Bold cruise passengers leave comfort zone

A few passengers take advantage of the swimming pools on Ovation of the Seas. Photos by Christine O'Connor.
A few passengers take advantage of the swimming pools on Ovation of the Seas. Photos by Christine O'Connor.
A passenger reclines on a deck chair in the solarium.
A passenger reclines on a deck chair in the solarium.
The plush interior of the vessel.
The plush interior of the vessel.

The streams of people disembarking from Ovation of the Seas at Port Chalmers became a torrent as a population not far short of Alexandra's made landfall.

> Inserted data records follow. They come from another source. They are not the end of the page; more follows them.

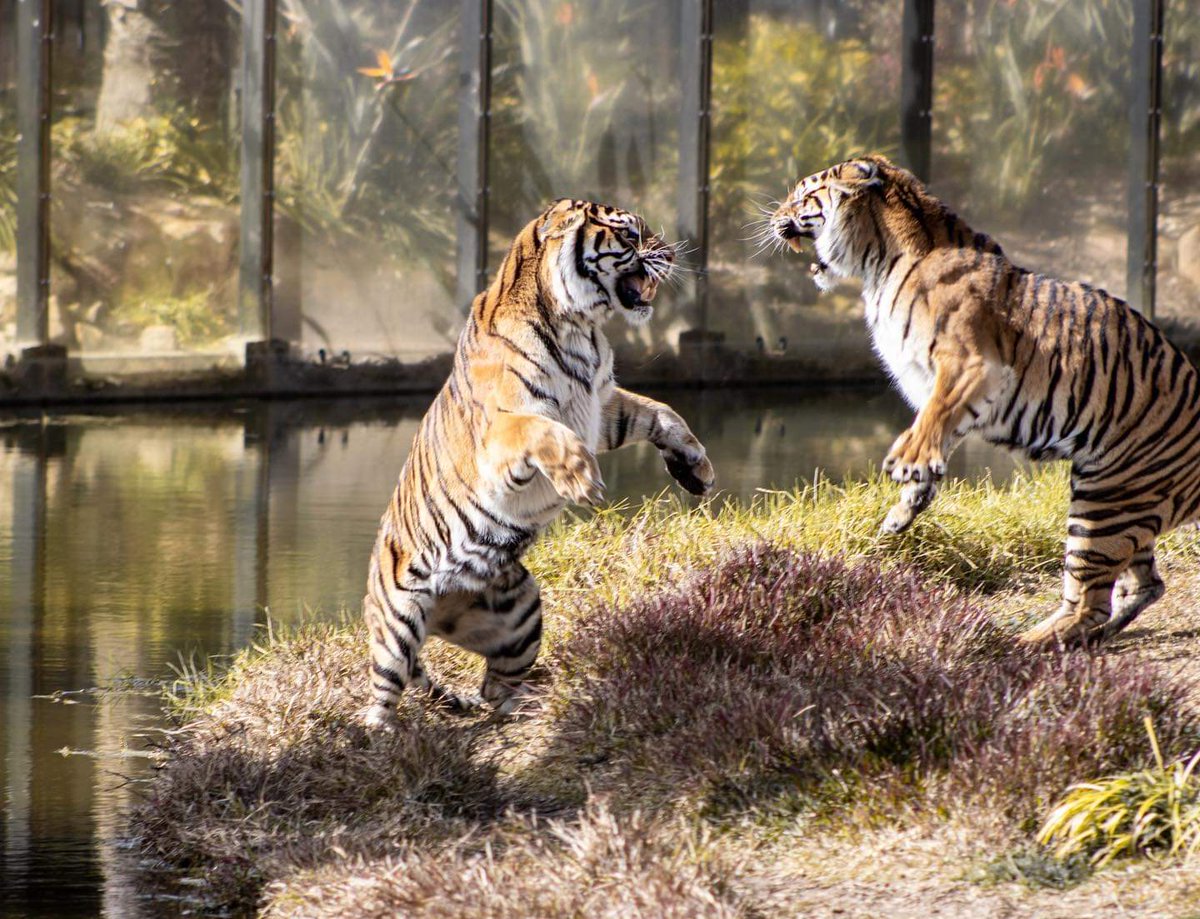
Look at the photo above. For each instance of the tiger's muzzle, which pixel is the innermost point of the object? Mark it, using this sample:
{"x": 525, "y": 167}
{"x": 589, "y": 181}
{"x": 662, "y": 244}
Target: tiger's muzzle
{"x": 636, "y": 289}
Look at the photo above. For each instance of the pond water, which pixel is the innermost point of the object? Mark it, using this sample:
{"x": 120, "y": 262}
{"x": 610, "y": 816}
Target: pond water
{"x": 133, "y": 539}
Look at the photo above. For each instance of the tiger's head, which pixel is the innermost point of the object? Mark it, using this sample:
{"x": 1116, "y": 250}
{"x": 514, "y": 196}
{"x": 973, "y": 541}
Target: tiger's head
{"x": 856, "y": 214}
{"x": 597, "y": 259}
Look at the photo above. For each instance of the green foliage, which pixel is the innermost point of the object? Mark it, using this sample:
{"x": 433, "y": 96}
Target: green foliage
{"x": 191, "y": 316}
{"x": 1153, "y": 811}
{"x": 171, "y": 150}
{"x": 975, "y": 535}
{"x": 358, "y": 157}
{"x": 1027, "y": 90}
{"x": 787, "y": 101}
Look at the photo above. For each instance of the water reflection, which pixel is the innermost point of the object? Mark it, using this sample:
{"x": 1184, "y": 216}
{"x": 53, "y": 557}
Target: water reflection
{"x": 131, "y": 538}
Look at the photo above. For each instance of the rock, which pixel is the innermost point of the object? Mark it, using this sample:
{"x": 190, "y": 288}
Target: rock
{"x": 90, "y": 337}
{"x": 159, "y": 338}
{"x": 1188, "y": 254}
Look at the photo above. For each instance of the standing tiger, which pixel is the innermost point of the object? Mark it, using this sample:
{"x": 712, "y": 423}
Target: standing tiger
{"x": 1060, "y": 370}
{"x": 510, "y": 438}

They poured down the three gangways, and flowed towards the recently redeveloped sheds at the port where shuttles awaited.

It was, to be fair, cold.

And the passengers, 75% of them Australian, were quick to remark on conditions as they pulled their hoods over their heads, leaned into the wind and made for the shelter of the hulking buildings and wheezing buses.

The shock of nature was perhaps no surprise, because on board the largest cruise ship to nudge its bow into New Zealand waters, the environment is caressed and controlled into hotel-like conditions where comfort is king.

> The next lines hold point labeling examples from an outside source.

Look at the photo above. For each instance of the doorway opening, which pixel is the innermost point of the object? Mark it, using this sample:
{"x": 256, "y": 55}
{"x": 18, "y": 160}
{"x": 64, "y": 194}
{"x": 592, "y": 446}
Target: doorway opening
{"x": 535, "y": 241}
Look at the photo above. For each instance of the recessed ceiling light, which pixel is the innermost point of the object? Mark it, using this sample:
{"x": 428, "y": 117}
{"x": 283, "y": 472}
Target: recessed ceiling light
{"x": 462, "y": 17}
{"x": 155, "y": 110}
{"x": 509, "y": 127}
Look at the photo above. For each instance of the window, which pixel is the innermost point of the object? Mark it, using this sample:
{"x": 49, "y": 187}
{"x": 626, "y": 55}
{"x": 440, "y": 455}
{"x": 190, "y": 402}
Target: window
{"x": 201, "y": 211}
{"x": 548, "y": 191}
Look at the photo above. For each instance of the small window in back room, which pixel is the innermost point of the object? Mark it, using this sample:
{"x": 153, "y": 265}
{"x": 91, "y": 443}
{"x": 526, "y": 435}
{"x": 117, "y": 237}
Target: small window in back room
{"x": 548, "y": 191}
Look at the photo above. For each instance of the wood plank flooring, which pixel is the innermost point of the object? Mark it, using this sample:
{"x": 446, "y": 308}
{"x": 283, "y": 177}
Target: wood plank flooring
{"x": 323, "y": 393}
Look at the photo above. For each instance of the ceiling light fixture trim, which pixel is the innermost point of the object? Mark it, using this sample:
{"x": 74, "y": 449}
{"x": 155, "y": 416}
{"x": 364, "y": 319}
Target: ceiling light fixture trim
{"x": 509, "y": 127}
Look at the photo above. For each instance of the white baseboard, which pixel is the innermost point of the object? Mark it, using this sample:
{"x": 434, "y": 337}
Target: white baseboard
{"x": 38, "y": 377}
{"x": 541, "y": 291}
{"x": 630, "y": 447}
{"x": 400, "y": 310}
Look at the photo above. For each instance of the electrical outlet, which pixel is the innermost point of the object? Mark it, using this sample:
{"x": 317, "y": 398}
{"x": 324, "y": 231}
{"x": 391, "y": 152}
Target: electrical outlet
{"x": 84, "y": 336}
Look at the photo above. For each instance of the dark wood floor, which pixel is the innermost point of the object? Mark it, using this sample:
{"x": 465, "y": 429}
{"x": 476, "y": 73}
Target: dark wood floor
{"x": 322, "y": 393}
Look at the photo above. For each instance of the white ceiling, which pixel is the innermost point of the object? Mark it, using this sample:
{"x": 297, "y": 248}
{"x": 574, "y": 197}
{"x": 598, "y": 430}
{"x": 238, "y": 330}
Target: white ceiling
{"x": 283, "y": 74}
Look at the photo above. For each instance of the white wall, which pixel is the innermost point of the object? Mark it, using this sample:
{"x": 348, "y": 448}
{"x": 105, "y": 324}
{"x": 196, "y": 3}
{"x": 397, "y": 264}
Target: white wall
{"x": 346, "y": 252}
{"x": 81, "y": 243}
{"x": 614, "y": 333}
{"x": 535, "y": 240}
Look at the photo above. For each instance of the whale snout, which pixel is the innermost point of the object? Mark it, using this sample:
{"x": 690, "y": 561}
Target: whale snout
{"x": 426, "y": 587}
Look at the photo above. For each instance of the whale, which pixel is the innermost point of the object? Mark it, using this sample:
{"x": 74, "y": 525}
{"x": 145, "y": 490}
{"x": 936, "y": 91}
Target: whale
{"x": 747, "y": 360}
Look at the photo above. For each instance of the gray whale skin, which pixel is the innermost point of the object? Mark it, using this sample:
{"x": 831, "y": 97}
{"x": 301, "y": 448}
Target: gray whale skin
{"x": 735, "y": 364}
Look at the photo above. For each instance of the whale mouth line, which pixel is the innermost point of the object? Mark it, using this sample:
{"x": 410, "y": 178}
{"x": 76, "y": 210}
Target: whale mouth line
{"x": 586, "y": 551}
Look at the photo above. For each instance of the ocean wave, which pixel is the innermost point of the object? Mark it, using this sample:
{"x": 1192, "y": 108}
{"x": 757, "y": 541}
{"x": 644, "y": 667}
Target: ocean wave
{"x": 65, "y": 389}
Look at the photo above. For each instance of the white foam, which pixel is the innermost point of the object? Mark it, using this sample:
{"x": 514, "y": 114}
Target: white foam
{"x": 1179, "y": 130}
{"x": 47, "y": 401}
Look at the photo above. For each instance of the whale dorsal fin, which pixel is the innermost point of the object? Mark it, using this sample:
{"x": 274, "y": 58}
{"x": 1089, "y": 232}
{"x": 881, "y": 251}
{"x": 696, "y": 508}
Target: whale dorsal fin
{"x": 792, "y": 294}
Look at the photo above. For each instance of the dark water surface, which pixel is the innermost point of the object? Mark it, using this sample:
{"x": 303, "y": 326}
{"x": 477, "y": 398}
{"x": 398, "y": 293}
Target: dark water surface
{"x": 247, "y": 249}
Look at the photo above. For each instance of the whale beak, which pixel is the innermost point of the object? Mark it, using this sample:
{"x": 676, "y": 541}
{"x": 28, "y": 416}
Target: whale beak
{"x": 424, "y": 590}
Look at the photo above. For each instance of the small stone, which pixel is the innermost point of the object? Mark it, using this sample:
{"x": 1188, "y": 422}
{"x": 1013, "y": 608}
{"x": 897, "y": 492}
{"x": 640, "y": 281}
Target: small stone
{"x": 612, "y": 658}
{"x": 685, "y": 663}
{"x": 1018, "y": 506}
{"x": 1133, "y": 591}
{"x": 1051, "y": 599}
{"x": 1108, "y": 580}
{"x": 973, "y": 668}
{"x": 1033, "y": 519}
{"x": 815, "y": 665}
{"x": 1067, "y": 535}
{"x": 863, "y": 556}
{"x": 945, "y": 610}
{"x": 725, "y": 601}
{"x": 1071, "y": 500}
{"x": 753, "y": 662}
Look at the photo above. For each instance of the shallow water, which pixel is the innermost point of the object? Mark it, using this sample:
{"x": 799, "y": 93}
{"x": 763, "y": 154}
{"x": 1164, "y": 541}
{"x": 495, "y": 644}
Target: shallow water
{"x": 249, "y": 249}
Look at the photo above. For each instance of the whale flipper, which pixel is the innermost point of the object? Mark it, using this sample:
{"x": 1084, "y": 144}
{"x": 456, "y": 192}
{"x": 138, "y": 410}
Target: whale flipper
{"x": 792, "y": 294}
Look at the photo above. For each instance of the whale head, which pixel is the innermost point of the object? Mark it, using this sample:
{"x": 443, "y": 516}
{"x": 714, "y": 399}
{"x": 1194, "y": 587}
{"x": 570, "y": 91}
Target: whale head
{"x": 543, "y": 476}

Under glass and gently tropical at the bow of Ovation of the Seas is the solarium. Children are not allowed.

Spa pools descend in steps towards the front of the ship, and palm trees - it is so hard to tell if they are real or not - wave gently above the passengers reclining on deck chairs.

The Sunshine Bar is open nearby. Towards the stern, not far from Jamie's, the Jamie Oliver-themed restaurant, is the robotic bar.

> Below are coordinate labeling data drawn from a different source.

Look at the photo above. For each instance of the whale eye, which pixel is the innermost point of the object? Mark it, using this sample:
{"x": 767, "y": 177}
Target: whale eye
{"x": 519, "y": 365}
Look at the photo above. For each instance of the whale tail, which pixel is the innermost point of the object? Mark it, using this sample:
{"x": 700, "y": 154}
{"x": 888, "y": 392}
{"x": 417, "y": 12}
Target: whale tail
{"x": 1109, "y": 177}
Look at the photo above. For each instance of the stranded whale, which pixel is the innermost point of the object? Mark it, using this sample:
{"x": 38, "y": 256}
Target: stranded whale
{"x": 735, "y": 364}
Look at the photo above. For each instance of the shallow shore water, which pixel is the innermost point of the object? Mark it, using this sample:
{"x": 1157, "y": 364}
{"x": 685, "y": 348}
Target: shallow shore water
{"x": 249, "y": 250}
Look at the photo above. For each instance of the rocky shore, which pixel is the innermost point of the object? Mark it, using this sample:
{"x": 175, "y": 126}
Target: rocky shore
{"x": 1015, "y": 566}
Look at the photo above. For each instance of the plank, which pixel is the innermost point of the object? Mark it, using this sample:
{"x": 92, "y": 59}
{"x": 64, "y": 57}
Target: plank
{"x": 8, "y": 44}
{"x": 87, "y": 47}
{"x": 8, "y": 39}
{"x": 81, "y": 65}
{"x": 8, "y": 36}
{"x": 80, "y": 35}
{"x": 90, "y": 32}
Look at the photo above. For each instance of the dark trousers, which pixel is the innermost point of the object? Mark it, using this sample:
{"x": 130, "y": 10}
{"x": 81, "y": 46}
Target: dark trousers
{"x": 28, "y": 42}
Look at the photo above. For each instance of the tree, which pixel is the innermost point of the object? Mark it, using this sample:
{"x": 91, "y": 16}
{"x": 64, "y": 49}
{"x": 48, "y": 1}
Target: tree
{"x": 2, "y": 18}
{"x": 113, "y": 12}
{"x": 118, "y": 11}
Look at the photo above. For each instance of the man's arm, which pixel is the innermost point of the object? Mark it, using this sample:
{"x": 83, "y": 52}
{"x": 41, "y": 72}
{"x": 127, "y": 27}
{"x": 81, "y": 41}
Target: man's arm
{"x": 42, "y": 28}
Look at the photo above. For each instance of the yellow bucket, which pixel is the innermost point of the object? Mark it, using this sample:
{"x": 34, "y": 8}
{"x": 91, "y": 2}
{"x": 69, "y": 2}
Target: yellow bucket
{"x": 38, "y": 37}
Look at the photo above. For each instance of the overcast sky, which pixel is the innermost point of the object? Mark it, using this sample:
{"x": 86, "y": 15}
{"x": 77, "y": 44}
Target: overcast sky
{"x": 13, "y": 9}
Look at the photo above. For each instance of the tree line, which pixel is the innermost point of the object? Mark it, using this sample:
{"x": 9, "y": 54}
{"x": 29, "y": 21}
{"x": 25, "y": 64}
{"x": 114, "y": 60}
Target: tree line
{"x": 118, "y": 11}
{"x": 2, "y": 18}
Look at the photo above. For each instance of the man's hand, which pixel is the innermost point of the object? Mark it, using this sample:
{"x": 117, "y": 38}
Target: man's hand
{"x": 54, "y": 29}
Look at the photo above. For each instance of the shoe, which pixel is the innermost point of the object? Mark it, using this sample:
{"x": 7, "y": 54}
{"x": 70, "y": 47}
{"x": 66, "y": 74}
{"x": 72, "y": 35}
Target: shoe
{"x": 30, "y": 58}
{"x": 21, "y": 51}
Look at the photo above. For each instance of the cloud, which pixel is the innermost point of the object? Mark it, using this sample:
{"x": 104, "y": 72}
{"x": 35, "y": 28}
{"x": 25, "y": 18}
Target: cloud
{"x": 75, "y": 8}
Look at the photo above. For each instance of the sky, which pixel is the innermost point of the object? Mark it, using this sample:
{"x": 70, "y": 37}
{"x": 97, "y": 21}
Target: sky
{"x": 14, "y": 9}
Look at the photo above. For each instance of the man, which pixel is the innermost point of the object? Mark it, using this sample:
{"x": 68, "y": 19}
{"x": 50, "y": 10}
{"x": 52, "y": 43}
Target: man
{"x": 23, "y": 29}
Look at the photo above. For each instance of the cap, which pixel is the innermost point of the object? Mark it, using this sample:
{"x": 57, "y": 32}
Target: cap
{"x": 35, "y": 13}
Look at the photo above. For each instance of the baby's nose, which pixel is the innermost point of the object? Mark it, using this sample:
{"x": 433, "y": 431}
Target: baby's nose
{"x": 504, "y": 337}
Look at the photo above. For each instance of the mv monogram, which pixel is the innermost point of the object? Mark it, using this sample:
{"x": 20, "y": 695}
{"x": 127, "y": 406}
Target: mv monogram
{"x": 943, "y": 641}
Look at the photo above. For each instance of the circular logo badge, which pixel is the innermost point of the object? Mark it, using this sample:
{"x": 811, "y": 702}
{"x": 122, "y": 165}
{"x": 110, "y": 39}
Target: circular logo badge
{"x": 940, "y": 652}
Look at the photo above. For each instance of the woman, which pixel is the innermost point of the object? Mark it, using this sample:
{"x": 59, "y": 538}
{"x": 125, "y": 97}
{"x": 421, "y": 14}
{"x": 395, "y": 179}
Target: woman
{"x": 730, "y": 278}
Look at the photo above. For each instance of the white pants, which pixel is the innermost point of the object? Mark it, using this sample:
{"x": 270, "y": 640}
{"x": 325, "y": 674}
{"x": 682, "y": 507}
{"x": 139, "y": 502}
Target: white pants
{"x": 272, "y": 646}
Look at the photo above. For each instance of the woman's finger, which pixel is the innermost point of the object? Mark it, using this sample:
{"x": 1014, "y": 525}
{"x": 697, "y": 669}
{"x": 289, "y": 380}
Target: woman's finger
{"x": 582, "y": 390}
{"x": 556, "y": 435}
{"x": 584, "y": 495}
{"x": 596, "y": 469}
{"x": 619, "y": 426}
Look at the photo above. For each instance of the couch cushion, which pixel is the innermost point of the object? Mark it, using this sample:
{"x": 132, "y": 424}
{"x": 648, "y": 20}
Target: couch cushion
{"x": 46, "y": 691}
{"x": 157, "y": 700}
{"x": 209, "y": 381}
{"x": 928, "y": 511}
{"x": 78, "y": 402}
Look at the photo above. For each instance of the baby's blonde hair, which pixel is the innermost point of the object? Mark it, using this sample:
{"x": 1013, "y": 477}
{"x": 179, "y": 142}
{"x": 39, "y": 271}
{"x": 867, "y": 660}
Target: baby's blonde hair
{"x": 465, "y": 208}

Beneath 144 bottles of spirits, two robots drinkers could only imagine in their most fevered dreams mix and match and make any variety of drink one could imagine.

For passing media, they robotically develop a martini - we choose shaken, not stirred, for quite obvious reasons - set it on a small conveyer, and deliver.

The robots are not only good bar-folk because they perform a small dance in quiet periods (they really do), but because they make wickedly strong drinks, even before noon.

The spirits make the more exceptional aspects of the ship no less exceptional.

There are indoor basketball courts where one can indulge in circus school or ride bumper cars, there is a rock climbing wall and a FlowRider static surf simulator, there is an enormous wind machine that allows you to simulate sky diving, there are strange art works and crystals and mirror-lined restaurant entrances where everything glitters and the stairs are lit dramatically from underneath.

At the stern of the ship, of an evening, acrobats descend from the roof.

For this is the modern cruise experience, where all that glitters is kept safe from the cold.